Third, patients rating active involvement (compared with either passive or shared involvement in decision-making) at baseline were more likely to have changed to a lower stage of recovery 1 year later. This is a counterintuitive result at first glance. Experience by the patient of active involvement is influenced by role expectations, treatment context, information, and clinician behavior. There is emerging evidence that more active decision-making (even than initially preferred by the patient) is associated with increased satisfaction and subsequent decision implementation [40] and poorer involvement and satisfaction in regard to treatment-related decisions, compared with social and financial decisions [41]. Furthermore, a preference by clinicians for active rather than shared or passive patient involvement in decision-making is associated with reductions in patient-rated unmet need 1 year later [42].

One possible explanation would be that in the short term, active involvement is experienced as positive and empowering, whereas in the longer term (as in the current study) active involvement is a marker of staff-patient relationships which are insufficiently partnership-based. However, our therapeutic alliance measure (HAS) was not a significant predictor of change in stage of recovery. Therapeutic alliance was though a cross-sectional predictor of recovery, consistent with other empirical studies in which working alliance was a mediator of recovery [43].

The main strengths of the study are the large, varied, multisite sample recruited within routine mental health services. All patients were screened for severe mental illness, enhancing generalizability to other mental health systems. Multi-perspective assessments of decision-making by both staff and patients were used. In this naturalistic study, patients rated any type of decision they made with their clinician [41, 44], rather than the approach taken in some reviews [17] of restricting consideration to medical treatment decisions.

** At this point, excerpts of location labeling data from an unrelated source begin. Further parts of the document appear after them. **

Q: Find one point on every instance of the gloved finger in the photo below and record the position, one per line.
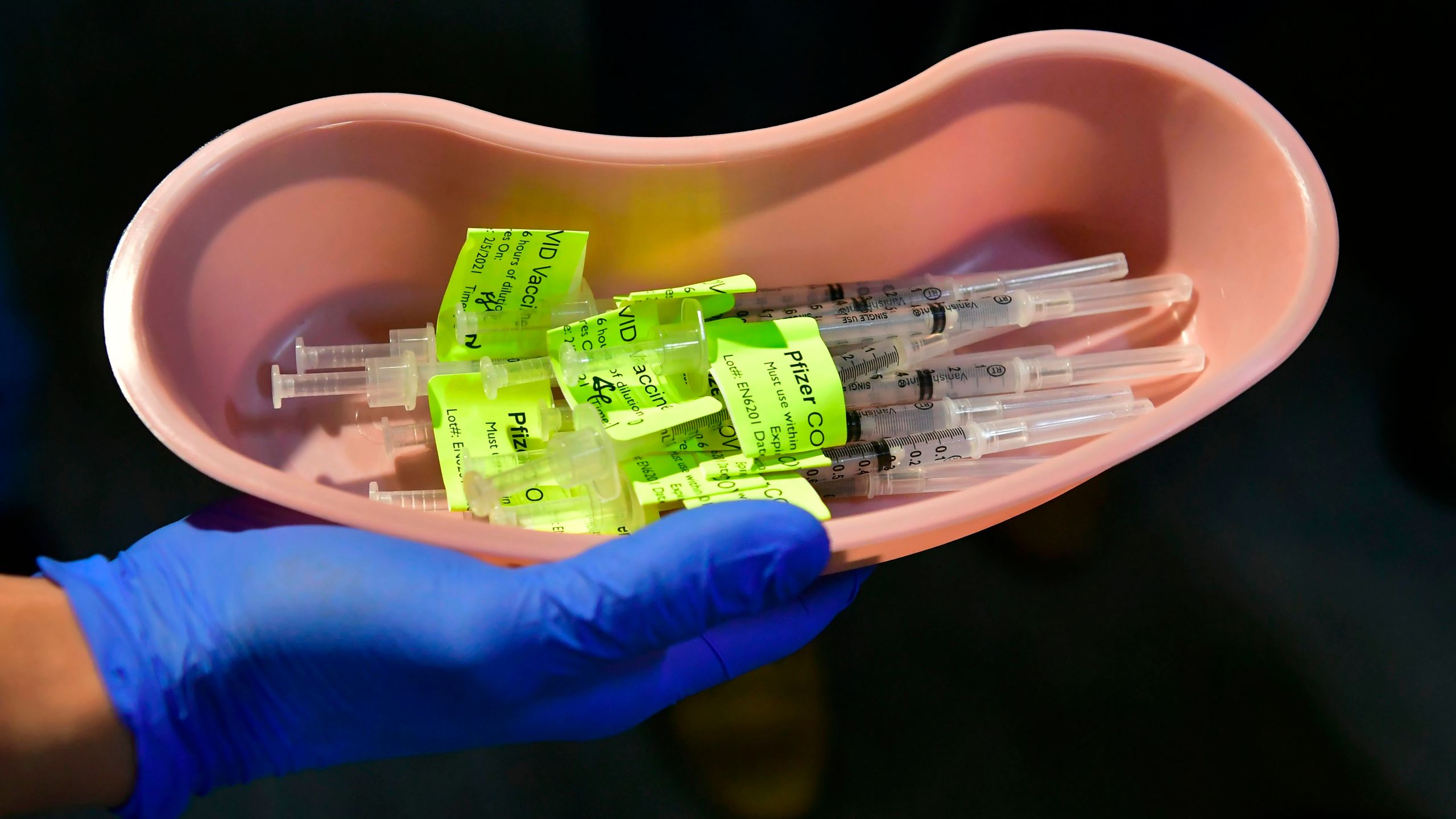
(638, 688)
(679, 577)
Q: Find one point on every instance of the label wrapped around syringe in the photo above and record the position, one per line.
(983, 378)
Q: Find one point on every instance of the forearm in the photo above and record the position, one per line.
(60, 741)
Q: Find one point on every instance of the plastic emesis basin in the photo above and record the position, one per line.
(340, 219)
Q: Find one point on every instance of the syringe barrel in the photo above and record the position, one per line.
(944, 413)
(601, 516)
(1037, 401)
(405, 435)
(801, 295)
(951, 377)
(513, 372)
(311, 385)
(1119, 365)
(337, 356)
(1065, 274)
(423, 500)
(1113, 296)
(1052, 428)
(899, 420)
(874, 325)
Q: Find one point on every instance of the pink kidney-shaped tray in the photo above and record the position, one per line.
(340, 219)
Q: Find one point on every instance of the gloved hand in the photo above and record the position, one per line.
(248, 642)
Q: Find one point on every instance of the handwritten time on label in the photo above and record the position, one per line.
(789, 378)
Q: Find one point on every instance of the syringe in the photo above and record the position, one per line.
(987, 374)
(408, 433)
(419, 340)
(974, 439)
(603, 516)
(586, 455)
(471, 324)
(424, 500)
(945, 477)
(395, 381)
(901, 420)
(676, 349)
(1015, 308)
(921, 289)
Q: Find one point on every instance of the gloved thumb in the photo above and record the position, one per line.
(682, 576)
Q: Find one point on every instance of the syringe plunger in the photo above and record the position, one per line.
(424, 500)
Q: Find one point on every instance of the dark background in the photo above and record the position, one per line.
(1252, 618)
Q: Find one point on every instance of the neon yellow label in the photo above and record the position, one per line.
(779, 385)
(631, 400)
(508, 270)
(787, 487)
(715, 437)
(468, 424)
(715, 296)
(577, 524)
(661, 478)
(734, 465)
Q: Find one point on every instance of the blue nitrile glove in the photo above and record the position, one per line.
(248, 642)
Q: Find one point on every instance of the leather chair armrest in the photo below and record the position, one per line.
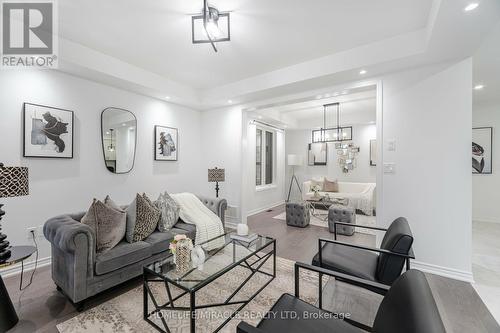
(216, 205)
(244, 327)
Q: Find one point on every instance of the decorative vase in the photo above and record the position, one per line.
(198, 257)
(183, 255)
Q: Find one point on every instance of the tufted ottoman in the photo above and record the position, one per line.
(338, 213)
(297, 214)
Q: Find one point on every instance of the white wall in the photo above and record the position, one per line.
(428, 112)
(297, 141)
(221, 147)
(68, 185)
(486, 188)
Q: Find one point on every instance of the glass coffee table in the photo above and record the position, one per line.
(251, 256)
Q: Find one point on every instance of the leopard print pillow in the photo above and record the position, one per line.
(146, 218)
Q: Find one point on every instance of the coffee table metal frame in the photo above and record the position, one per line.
(150, 276)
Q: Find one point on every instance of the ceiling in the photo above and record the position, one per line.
(278, 47)
(266, 35)
(357, 106)
(486, 69)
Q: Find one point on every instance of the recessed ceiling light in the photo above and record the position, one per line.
(471, 6)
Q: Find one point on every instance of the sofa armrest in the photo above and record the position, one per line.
(73, 255)
(62, 232)
(216, 205)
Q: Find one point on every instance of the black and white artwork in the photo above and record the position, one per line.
(48, 131)
(482, 150)
(166, 143)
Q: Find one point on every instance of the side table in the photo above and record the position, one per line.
(8, 315)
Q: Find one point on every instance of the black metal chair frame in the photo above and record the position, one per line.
(407, 257)
(245, 327)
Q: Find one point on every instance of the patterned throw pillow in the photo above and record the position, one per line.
(147, 216)
(330, 186)
(169, 212)
(108, 222)
(319, 182)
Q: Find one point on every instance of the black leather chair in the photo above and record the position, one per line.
(382, 265)
(408, 307)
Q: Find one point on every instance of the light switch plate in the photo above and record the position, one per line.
(389, 168)
(391, 145)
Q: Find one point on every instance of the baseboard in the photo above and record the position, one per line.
(16, 269)
(451, 273)
(485, 220)
(263, 209)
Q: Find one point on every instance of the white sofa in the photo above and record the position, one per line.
(361, 195)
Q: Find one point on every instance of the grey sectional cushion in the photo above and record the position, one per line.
(108, 222)
(169, 212)
(122, 255)
(348, 260)
(131, 219)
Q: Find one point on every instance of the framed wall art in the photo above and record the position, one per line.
(482, 142)
(47, 131)
(166, 143)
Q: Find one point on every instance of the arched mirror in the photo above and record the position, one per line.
(119, 135)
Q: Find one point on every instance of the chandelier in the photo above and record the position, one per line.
(332, 134)
(211, 26)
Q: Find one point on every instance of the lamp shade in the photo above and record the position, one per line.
(216, 175)
(13, 181)
(295, 160)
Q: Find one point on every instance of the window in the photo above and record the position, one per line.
(264, 157)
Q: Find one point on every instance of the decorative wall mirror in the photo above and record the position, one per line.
(317, 154)
(119, 136)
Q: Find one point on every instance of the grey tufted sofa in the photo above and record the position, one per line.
(81, 273)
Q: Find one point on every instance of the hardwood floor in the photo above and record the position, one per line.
(41, 307)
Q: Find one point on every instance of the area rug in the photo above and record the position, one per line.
(361, 219)
(125, 312)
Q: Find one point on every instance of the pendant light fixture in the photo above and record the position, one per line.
(332, 134)
(211, 26)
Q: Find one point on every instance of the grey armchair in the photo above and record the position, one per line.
(408, 307)
(80, 273)
(383, 265)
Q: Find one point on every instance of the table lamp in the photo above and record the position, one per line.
(293, 161)
(216, 175)
(13, 183)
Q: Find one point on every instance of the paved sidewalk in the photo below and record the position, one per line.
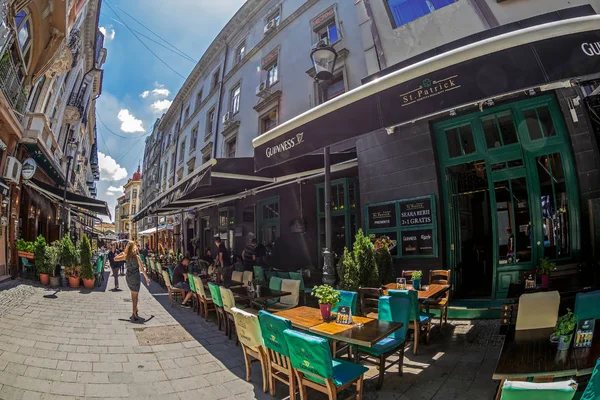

Several limitations apply. The use of a convenience rather than cohort sample in each site reduces representativeness, due to factors such as clinician bias in referral. More generally, optimal involvement in clinical decision-making may also differ between people with long-term mental health problems (as investigated here) and acute medical contexts. Measures used were patient and clinician self-report and did not include independent observer ratings of involvement style. The choice of predictors was a selective process and we cannot rule out that further variables might also influence the course of recovery.

Conclusions

This study indicates that the relationship between involvement in decision-making and subsequent recovery is complex. The research implication of our study is that decision-making involvement and recovery are associated, so merit longitudinal investigation using standardised assessments to understand the direction of any causal relationship. It is plausible that the optimal level of involvement varies with stage of recovery. Therefore, clinical implication arising from this study to adapt patient involvement to changes in recovery process and preferences.